Марам повернулась к нему лицом и посмотрела на него с видом триумфатора, признающего его поражение. Потом она положила подбородок на руки, которыми опиралась о швабру, и изогнула губы в усмешке:
— С какой стати тебе пришло в голову, что я хочу выйти за тебя замуж?
Он едва не простонал от облегчения.
Мысленно поблагодарив Марам за категоричный взгляд: мол «Ты не заслуживаешь того, чтобы я стала твоей женой», он пожал плечами:
— Я не знаю… Может быть, это оттого, что ты постоянно меня преследуешь после той проклятой конференции!
Она весело на него посмотрела и ушла, чтобы поставить швабру в кладовку.
— Ты совсем неверно расценил мой интерес. Мне и в голову не приходило выходить за тебя замуж.

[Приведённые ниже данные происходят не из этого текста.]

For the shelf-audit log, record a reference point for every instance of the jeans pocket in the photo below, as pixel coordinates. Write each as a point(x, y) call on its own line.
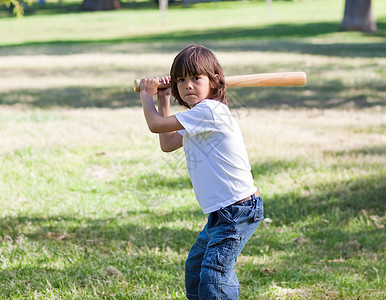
point(222, 252)
point(233, 213)
point(259, 211)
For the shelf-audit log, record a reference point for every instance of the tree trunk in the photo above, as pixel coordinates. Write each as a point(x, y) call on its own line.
point(358, 16)
point(100, 4)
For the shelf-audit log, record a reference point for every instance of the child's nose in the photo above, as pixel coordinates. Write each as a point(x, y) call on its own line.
point(188, 84)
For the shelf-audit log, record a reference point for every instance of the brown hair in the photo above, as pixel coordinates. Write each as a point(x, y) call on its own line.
point(198, 60)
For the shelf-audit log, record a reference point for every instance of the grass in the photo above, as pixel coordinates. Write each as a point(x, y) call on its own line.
point(91, 208)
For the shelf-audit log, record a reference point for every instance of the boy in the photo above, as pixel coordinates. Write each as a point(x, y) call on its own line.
point(217, 163)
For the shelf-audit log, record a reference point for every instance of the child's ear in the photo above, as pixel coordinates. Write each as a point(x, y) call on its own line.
point(216, 81)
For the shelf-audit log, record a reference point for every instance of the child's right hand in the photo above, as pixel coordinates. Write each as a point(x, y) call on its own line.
point(164, 94)
point(149, 85)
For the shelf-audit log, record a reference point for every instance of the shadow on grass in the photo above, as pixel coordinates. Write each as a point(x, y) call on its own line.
point(265, 40)
point(130, 240)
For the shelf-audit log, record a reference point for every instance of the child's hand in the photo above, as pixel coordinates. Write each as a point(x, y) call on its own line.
point(164, 94)
point(149, 85)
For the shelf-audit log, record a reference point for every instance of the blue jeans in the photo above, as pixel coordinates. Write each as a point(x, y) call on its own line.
point(209, 268)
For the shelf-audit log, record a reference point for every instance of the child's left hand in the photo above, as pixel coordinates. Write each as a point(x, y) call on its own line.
point(164, 94)
point(149, 85)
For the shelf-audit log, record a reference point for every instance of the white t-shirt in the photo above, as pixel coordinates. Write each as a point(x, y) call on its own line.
point(216, 156)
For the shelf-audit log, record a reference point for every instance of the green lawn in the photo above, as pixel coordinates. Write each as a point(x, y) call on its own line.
point(90, 206)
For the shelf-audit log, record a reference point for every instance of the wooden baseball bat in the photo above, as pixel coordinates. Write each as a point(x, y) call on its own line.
point(253, 80)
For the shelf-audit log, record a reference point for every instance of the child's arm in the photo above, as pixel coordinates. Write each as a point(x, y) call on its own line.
point(160, 122)
point(169, 141)
point(155, 122)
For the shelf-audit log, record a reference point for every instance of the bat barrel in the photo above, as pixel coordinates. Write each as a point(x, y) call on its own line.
point(267, 79)
point(253, 80)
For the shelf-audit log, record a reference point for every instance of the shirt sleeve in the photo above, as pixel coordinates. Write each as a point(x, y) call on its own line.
point(197, 120)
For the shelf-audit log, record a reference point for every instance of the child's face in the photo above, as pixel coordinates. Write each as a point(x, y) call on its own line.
point(193, 89)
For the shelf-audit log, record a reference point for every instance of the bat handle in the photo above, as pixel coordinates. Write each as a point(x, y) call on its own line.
point(137, 86)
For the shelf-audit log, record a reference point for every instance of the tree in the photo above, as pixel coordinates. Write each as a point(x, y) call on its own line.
point(16, 5)
point(358, 16)
point(100, 4)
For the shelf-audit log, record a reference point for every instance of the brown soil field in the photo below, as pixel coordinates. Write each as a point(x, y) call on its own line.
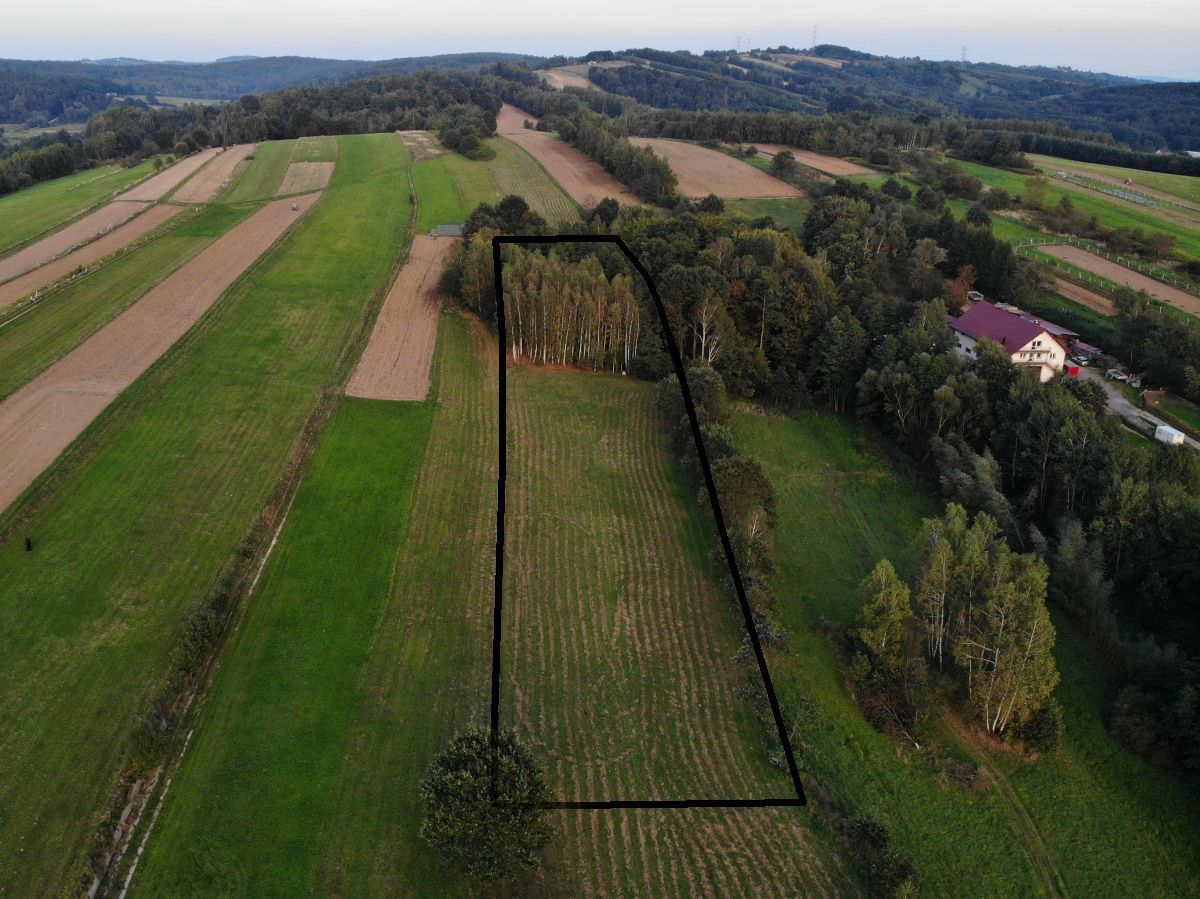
point(40, 420)
point(1083, 295)
point(305, 177)
point(829, 165)
point(397, 359)
point(421, 145)
point(162, 184)
point(73, 235)
point(112, 241)
point(702, 172)
point(214, 177)
point(1115, 271)
point(580, 177)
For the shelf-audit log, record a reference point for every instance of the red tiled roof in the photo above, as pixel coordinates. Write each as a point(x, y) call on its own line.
point(985, 321)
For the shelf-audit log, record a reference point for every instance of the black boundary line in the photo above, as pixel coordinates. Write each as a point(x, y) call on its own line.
point(711, 486)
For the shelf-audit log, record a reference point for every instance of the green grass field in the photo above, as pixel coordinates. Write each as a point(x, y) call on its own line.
point(250, 809)
point(70, 315)
point(259, 179)
point(29, 213)
point(1114, 215)
point(1183, 186)
point(1107, 823)
point(133, 531)
point(450, 186)
point(316, 149)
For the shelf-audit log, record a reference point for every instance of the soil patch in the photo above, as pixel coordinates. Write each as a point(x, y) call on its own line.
point(305, 177)
point(162, 184)
point(397, 360)
point(1115, 271)
point(112, 241)
point(43, 418)
point(213, 178)
point(702, 172)
point(76, 234)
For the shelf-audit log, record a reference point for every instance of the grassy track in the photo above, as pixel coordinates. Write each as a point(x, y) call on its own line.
point(261, 177)
point(132, 533)
point(619, 655)
point(1114, 215)
point(37, 209)
point(450, 186)
point(249, 811)
point(1107, 821)
point(1185, 186)
point(58, 323)
point(787, 213)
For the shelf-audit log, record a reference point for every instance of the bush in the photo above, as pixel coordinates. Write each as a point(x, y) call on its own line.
point(484, 807)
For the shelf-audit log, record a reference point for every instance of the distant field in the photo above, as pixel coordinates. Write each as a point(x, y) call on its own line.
point(46, 205)
point(63, 319)
point(787, 213)
point(263, 172)
point(1102, 816)
point(1183, 186)
point(132, 533)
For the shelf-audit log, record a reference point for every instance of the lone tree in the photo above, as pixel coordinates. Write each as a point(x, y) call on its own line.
point(484, 807)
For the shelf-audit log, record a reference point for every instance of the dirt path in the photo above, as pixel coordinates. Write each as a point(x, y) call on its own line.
point(1115, 271)
point(397, 360)
point(73, 235)
point(1037, 849)
point(702, 172)
point(1083, 295)
point(162, 184)
point(213, 178)
point(39, 421)
point(580, 177)
point(829, 165)
point(112, 241)
point(305, 177)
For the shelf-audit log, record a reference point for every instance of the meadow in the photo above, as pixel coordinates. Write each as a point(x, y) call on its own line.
point(133, 527)
point(43, 207)
point(1090, 820)
point(63, 318)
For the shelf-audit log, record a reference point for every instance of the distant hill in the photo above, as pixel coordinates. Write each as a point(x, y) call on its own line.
point(41, 91)
point(831, 78)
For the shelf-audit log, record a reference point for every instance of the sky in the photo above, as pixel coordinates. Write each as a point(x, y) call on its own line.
point(1157, 39)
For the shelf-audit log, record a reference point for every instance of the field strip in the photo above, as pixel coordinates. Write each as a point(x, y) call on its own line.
point(585, 180)
point(42, 418)
point(820, 161)
point(397, 360)
point(702, 172)
point(112, 241)
point(305, 177)
point(162, 184)
point(1121, 275)
point(91, 226)
point(214, 177)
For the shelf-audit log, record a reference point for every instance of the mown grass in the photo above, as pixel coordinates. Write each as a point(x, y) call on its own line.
point(1185, 186)
point(70, 315)
point(250, 808)
point(1114, 215)
point(315, 149)
point(262, 174)
point(1110, 825)
point(787, 213)
point(132, 533)
point(40, 208)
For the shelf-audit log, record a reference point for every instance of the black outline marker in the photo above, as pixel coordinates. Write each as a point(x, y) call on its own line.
point(711, 486)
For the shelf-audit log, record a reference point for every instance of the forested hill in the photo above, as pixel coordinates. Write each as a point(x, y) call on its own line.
point(1147, 117)
point(41, 93)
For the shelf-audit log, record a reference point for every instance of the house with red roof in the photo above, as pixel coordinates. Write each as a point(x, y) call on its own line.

Сейчас замужество для меня все равно что предание анафеме.
Амджад протянул ей кружку с кофе:
— Значит, ты не хочешь, чтобы я стал твоим мужем?
— Однозначно и бесповоротно — нет! — Она отпила кофе и тихонько простонала от удовольствия, продолжая сводить Амджада с ума. — Но я хочу тебя.
Казалось, что прошла вечность, прежде чем Амджад спросил:
— Как партнера по сексу?
Марам опустила глаза, словно фраза «партнер по сексу» ее покоробила. Когда она снова на него посмотрела, в ее глазах читалось множество противоречивых эмоций.
— Помимо всего остального.
— То есть? Кем еще я могу для тебя стать — трофеем, спонсором, сторожевым псом, вышибалой?
Ее губы дрогнули.
— Все вышеперечисленное превосходно, но мне это не нужно. Ты нужен мне для многого, например как спарринг-партнер в разговоре, психический стимулятор, объект для снятия стресса и обретения хорошего настроения, партнер по танцам.
Он почувствовал, как весь дрожит, когда вообразил себя в описанных ею ролях.
Неожиданно Марам посерьезнела:
— У нас обоих был неудачный брак. Но я считаю, мы сможем выстроить отношения, которые будут радовать и удовлетворять нас обоих. Сейчас мы в такой ситуации, когда можем делать то, что хотим, не обращая внимания на требования нашей культуры и нашего статуса.